# A lovely greeting!



## Becca199212 (May 10, 2007)

I got a lovely greeting when I opened my window this morning...


----------



## EgypSwiftLady (Jan 14, 2008)

What a lovely way to start the day.


----------



## mr squeaks (Apr 14, 2005)

I cerrtainly agree, Becca! 

What kind of pijies are those?

Love, hugs and scritches

Shi


----------



## Pigeon lower (Oct 23, 2007)

they are chinese owls.. that colour is hard to get i went to a chinese owl auction because somone is losing his leg and health isuses he sold 81 of them 2 were that colour the one went for 62$ and other like 55$


----------



## mr squeaks (Apr 14, 2005)

They are certainly beautiful Chinese Owls!! And they sure do score off the charts on the "cuteness" factor!

Many thanks for the information, P_L...

Shi


----------



## Becca199212 (May 10, 2007)

They are Chinese owls. Pigeon Lower, I got mine for free from a local fancier who said he was 'happy to help a young'un along'  A great man, I didn't think they were that much to buy


----------



## Maggie-NC (Jun 22, 2005)

Becca, wish I could wake up to that every day. Loved the pictures but the video was precious. That lil pij really loves you.

Thanks for the treat.


----------



## Lovebirds (Sep 6, 2002)

Those are great pictures and the video is fabulous. Wish MY birds could come to my window, however, I"M the one who has to get up and go visit THEM early in the AM.


----------



## John_D (Jan 24, 2002)

Beautiful little guys, Becca. "Happiness is a cuddly pigeon" 

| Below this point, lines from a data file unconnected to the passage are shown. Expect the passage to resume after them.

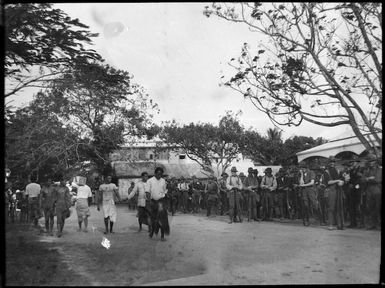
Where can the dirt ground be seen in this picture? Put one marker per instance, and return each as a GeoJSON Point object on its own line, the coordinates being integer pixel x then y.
{"type": "Point", "coordinates": [199, 251]}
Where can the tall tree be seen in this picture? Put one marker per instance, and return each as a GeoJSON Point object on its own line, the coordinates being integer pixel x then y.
{"type": "Point", "coordinates": [40, 44]}
{"type": "Point", "coordinates": [213, 147]}
{"type": "Point", "coordinates": [322, 63]}
{"type": "Point", "coordinates": [38, 143]}
{"type": "Point", "coordinates": [102, 104]}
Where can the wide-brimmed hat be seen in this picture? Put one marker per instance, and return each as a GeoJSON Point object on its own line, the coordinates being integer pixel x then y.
{"type": "Point", "coordinates": [268, 169]}
{"type": "Point", "coordinates": [302, 164]}
{"type": "Point", "coordinates": [331, 159]}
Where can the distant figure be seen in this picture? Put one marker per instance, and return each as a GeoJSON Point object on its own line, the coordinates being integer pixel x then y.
{"type": "Point", "coordinates": [268, 185]}
{"type": "Point", "coordinates": [82, 205]}
{"type": "Point", "coordinates": [251, 184]}
{"type": "Point", "coordinates": [47, 204]}
{"type": "Point", "coordinates": [33, 191]}
{"type": "Point", "coordinates": [234, 185]}
{"type": "Point", "coordinates": [105, 197]}
{"type": "Point", "coordinates": [212, 192]}
{"type": "Point", "coordinates": [62, 200]}
{"type": "Point", "coordinates": [140, 189]}
{"type": "Point", "coordinates": [335, 200]}
{"type": "Point", "coordinates": [159, 219]}
{"type": "Point", "coordinates": [223, 191]}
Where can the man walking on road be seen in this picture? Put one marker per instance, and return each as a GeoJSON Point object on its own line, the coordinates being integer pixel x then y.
{"type": "Point", "coordinates": [82, 209]}
{"type": "Point", "coordinates": [140, 189]}
{"type": "Point", "coordinates": [33, 191]}
{"type": "Point", "coordinates": [105, 196]}
{"type": "Point", "coordinates": [47, 204]}
{"type": "Point", "coordinates": [159, 218]}
{"type": "Point", "coordinates": [62, 200]}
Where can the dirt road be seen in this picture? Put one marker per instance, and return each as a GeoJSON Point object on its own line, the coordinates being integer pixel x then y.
{"type": "Point", "coordinates": [209, 251]}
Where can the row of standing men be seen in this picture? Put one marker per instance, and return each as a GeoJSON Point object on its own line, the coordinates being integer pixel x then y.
{"type": "Point", "coordinates": [333, 197]}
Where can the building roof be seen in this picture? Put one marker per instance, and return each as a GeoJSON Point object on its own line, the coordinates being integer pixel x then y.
{"type": "Point", "coordinates": [332, 148]}
{"type": "Point", "coordinates": [135, 169]}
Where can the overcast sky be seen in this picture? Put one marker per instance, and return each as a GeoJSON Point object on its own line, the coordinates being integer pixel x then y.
{"type": "Point", "coordinates": [177, 54]}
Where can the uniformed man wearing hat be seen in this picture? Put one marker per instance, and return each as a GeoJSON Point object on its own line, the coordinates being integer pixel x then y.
{"type": "Point", "coordinates": [268, 185]}
{"type": "Point", "coordinates": [356, 173]}
{"type": "Point", "coordinates": [251, 185]}
{"type": "Point", "coordinates": [223, 200]}
{"type": "Point", "coordinates": [234, 185]}
{"type": "Point", "coordinates": [308, 193]}
{"type": "Point", "coordinates": [335, 195]}
{"type": "Point", "coordinates": [244, 194]}
{"type": "Point", "coordinates": [281, 197]}
{"type": "Point", "coordinates": [373, 179]}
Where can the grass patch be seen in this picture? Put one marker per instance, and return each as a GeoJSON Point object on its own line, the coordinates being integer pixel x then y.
{"type": "Point", "coordinates": [31, 263]}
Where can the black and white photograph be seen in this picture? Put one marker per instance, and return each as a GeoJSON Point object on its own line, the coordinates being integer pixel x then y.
{"type": "Point", "coordinates": [192, 143]}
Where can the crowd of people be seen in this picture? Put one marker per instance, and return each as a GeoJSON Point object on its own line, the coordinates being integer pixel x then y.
{"type": "Point", "coordinates": [332, 197]}
{"type": "Point", "coordinates": [55, 198]}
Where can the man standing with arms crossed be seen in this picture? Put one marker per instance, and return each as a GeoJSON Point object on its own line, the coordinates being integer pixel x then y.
{"type": "Point", "coordinates": [234, 185]}
{"type": "Point", "coordinates": [251, 184]}
{"type": "Point", "coordinates": [268, 185]}
{"type": "Point", "coordinates": [335, 183]}
{"type": "Point", "coordinates": [105, 196]}
{"type": "Point", "coordinates": [159, 218]}
{"type": "Point", "coordinates": [33, 191]}
{"type": "Point", "coordinates": [82, 204]}
{"type": "Point", "coordinates": [140, 189]}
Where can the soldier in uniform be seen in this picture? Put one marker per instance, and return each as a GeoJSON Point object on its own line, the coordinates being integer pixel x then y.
{"type": "Point", "coordinates": [223, 199]}
{"type": "Point", "coordinates": [335, 201]}
{"type": "Point", "coordinates": [173, 197]}
{"type": "Point", "coordinates": [258, 194]}
{"type": "Point", "coordinates": [183, 188]}
{"type": "Point", "coordinates": [355, 197]}
{"type": "Point", "coordinates": [308, 192]}
{"type": "Point", "coordinates": [62, 200]}
{"type": "Point", "coordinates": [244, 193]}
{"type": "Point", "coordinates": [196, 192]}
{"type": "Point", "coordinates": [47, 204]}
{"type": "Point", "coordinates": [268, 185]}
{"type": "Point", "coordinates": [212, 192]}
{"type": "Point", "coordinates": [234, 185]}
{"type": "Point", "coordinates": [251, 185]}
{"type": "Point", "coordinates": [321, 193]}
{"type": "Point", "coordinates": [373, 178]}
{"type": "Point", "coordinates": [280, 194]}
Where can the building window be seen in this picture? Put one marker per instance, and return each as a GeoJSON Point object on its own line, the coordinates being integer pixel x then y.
{"type": "Point", "coordinates": [142, 155]}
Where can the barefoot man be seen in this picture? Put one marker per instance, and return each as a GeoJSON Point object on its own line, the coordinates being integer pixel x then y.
{"type": "Point", "coordinates": [105, 197]}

They sure know who their friends are!

John


----------



## Feather (Dec 8, 2005)

Oh Becca this reminds me of Snow White. Are you singing and baking pies in there?

Those lil birdies are just beautiful. That is very special the way that they come to you.


----------



## basalt (Sep 6, 2007)

SO cute, my love for owls just gets bigger every time I see something like this. I've never seen one this color, and there's not much cuter than a cuddly pigeon indeed


----------



## Charis (Feb 11, 2007)

Very charming pictures and video.


----------



## BirdDogg10 (Aug 23, 2005)

Cute, if only my friend's other pigens were that friendly the only greetings I got from some of them was were pecks or wingslapped upside the hand & wrist, that or they'd try to run/fly off.

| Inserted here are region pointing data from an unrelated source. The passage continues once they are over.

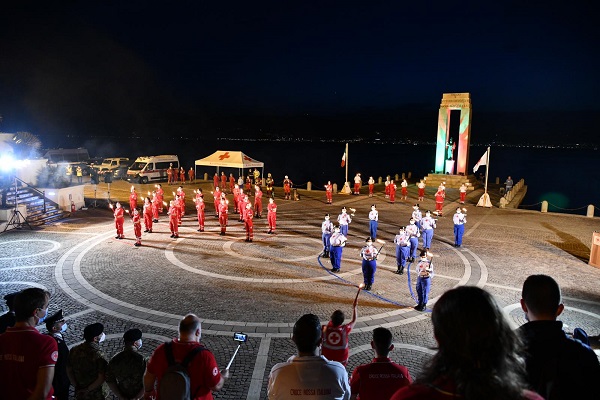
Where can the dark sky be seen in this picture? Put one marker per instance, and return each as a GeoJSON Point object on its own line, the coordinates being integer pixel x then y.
{"type": "Point", "coordinates": [119, 67]}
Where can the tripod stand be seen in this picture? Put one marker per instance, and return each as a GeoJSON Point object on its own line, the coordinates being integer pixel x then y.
{"type": "Point", "coordinates": [17, 219]}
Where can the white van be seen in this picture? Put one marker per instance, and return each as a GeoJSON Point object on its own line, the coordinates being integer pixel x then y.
{"type": "Point", "coordinates": [151, 168]}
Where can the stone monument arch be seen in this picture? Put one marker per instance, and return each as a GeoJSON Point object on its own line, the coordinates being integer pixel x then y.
{"type": "Point", "coordinates": [446, 159]}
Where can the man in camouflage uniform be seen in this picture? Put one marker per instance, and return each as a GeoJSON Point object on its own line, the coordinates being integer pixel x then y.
{"type": "Point", "coordinates": [87, 365]}
{"type": "Point", "coordinates": [125, 372]}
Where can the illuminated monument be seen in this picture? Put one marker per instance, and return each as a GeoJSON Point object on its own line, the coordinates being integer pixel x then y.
{"type": "Point", "coordinates": [445, 161]}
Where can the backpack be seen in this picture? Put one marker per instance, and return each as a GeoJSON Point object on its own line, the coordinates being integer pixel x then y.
{"type": "Point", "coordinates": [175, 383]}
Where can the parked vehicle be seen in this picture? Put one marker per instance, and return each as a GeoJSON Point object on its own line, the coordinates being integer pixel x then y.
{"type": "Point", "coordinates": [151, 168]}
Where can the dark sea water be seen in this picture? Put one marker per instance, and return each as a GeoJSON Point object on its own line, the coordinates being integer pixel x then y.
{"type": "Point", "coordinates": [568, 179]}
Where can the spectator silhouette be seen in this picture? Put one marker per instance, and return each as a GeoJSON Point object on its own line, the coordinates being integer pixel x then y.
{"type": "Point", "coordinates": [558, 367]}
{"type": "Point", "coordinates": [478, 353]}
{"type": "Point", "coordinates": [380, 379]}
{"type": "Point", "coordinates": [308, 374]}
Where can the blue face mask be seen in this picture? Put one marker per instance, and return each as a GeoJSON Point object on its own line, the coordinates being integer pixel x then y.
{"type": "Point", "coordinates": [44, 317]}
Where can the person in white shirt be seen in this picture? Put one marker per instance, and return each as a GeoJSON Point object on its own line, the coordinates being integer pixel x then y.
{"type": "Point", "coordinates": [308, 374]}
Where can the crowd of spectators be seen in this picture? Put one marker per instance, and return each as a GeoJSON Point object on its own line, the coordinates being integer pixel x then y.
{"type": "Point", "coordinates": [478, 356]}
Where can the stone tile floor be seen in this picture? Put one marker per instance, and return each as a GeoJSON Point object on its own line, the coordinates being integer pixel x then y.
{"type": "Point", "coordinates": [261, 288]}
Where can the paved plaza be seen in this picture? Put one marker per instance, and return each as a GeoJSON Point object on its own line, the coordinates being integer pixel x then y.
{"type": "Point", "coordinates": [261, 288]}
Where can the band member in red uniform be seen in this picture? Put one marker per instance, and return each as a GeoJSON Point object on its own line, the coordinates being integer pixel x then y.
{"type": "Point", "coordinates": [248, 223]}
{"type": "Point", "coordinates": [132, 200]}
{"type": "Point", "coordinates": [329, 192]}
{"type": "Point", "coordinates": [223, 182]}
{"type": "Point", "coordinates": [440, 195]}
{"type": "Point", "coordinates": [147, 211]}
{"type": "Point", "coordinates": [137, 227]}
{"type": "Point", "coordinates": [404, 185]}
{"type": "Point", "coordinates": [170, 174]}
{"type": "Point", "coordinates": [191, 175]}
{"type": "Point", "coordinates": [231, 183]}
{"type": "Point", "coordinates": [182, 175]}
{"type": "Point", "coordinates": [392, 191]}
{"type": "Point", "coordinates": [287, 187]}
{"type": "Point", "coordinates": [223, 210]}
{"type": "Point", "coordinates": [155, 206]}
{"type": "Point", "coordinates": [335, 335]}
{"type": "Point", "coordinates": [421, 186]}
{"type": "Point", "coordinates": [160, 193]}
{"type": "Point", "coordinates": [271, 215]}
{"type": "Point", "coordinates": [119, 215]}
{"type": "Point", "coordinates": [258, 201]}
{"type": "Point", "coordinates": [217, 199]}
{"type": "Point", "coordinates": [173, 219]}
{"type": "Point", "coordinates": [200, 209]}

I noticed that chinese owls seemed to have a higher voice, didn't know that pigeons had different voices like people, dogs, etc...


----------



## Becca199212 (May 10, 2007)

Thanks for the comments! 
BirdDogg, they do have different coo's the one in the video is fairly young so his is still developing, occasionally you get the high pitched squeak out of him!


----------



## mini paul (Sep 16, 2007)

Becca199212 said:


> Thanks for the comments!
> BirdDogg, they do have different coo's the one in the video is fairly young so his is still developing, occasionally you get the high pitched squeak out of him!


nice pic`s and loved the vid, made me laugh m8


----------



## Skyeking (Jan 17, 2003)

What a lovely way to start the day!!!

Thanks for sharing.


----------